España,plurinacional (LXIV)

Escrito por rgonzalo 04-12-2005 en General. Comentarios (0)

                España,plurinacional

                                               LXIV.- La España de postguerra (6)

 

La actuación de Aguirre tomó mayor vuelo desde 1943.En general la prensa y los gobiernos de los EEUU y Gran Bretaña habían mostrado respeto a Franco,pues si éste hubiese entrado en guerra al lado de Alemania les habría ocasionado arduos problemas.Pero después del desembarco aliado en el norte de África,en noviembre de 1942,y de la victoria soviética en Stalingrado,la situación estratégica había cambiado,la derrota del Eje empezó a dibujarse con claridad,y la postura española importaba ya mucho menos.Entonces los anglosajones cambiaron bruscamente,tornándose más y más amenazantes hacia Franco.Y Stalin,por su parte,no pensaba consentir la permanencia en el poder de quien le había derrotado en España y,no contento con ello,había mandado la División Azul a combatir a la URSS.El destino del franquismo parecía irremisiblemente sellado,a los ojos de casi todo el mundo.
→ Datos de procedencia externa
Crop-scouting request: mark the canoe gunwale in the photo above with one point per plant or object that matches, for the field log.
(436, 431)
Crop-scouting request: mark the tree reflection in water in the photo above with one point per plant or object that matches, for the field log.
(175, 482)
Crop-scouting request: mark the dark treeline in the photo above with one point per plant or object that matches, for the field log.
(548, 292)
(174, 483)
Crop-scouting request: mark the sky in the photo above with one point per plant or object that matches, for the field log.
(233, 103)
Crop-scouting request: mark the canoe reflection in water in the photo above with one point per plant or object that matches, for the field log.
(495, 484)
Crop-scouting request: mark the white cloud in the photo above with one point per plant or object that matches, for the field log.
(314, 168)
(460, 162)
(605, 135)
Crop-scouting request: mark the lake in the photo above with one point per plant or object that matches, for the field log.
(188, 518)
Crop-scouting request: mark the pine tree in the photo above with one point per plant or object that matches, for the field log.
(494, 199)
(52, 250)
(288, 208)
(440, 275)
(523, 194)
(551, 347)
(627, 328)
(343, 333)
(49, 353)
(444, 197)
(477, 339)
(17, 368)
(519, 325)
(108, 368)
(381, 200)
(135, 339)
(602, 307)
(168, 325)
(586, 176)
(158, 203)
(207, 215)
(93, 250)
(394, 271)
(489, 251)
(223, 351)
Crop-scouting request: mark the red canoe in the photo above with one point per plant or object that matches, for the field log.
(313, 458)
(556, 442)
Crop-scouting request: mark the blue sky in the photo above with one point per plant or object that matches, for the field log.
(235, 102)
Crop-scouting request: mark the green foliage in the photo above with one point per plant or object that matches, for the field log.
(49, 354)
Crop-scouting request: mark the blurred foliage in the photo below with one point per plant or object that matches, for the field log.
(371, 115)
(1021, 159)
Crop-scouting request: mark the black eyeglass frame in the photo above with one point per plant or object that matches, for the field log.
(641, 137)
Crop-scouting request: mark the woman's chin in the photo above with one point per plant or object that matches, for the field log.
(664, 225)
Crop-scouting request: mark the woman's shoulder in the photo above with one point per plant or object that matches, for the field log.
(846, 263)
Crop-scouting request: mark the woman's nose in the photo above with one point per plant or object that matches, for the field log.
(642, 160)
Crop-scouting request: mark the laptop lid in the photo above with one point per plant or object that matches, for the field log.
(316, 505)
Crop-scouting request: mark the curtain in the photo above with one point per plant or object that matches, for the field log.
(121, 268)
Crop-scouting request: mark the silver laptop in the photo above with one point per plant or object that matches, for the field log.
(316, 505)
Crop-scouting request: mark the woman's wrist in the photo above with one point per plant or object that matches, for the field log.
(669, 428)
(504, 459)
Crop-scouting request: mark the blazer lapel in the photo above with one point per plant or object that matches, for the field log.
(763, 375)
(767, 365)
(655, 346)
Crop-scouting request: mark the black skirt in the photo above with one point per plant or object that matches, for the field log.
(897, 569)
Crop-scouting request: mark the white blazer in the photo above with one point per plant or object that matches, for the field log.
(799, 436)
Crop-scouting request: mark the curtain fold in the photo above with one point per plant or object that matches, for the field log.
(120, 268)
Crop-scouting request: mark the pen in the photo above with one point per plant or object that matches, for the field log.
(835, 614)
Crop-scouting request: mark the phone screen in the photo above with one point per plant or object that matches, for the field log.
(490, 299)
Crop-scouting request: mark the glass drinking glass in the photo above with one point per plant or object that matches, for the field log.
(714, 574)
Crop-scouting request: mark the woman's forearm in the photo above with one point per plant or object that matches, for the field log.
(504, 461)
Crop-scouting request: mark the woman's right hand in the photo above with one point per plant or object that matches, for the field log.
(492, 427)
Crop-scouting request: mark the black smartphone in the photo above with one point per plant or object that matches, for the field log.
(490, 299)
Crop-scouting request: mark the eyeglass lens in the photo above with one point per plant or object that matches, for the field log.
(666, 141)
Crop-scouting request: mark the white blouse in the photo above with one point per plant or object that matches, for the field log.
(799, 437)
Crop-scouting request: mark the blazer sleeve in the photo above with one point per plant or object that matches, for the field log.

                El cambio de la marea bélica electrizó al PNV y a todo el exilio:el retorno triunfal parecía indudable y próximo,sin necesidad de especial esfuerzo por su parte.Sólo debían esperar la consumación de la derrota alemana,y mientras tanto reafirmar sus contactos en las chancillerías británica y de los EEUU.El problema principal radicaba en que,aunque deseosos todos de volver a España como árbitros y beneficiados de la nueva situación,persistían entre ellos las enconadas aversiones,y no lograrían unificar sus posturas.El PNV constituyó ya en 1943,dentro de España,una Junta de Resistencia y Consejo delegado del Gobierno Vasco,con la colaboración de los sindicatos socialista y anarquista.Su incidencia fue mínima.

                Los comunistas obraron con mayor energía.En combatividad excedían de lejos a los demás partidos derrotados.Pese a ser peseguidos con especial saña por un régimen que veía en ellos al enemigo por excelencia,no habían cejado en el intento de volver a la lucha en el interior,por más que las reconstrucciones del partido en España fracasaran a veces por sospechas e incomprensiones entre los del interior y los del exterior,causantes de denuncias y asesinatos entre ellos.Comprendiendo mejor que nadie la conveniencia de crear una base firme en España antes de la victoria aliada,no escatimaron esfuerzos en ese fin.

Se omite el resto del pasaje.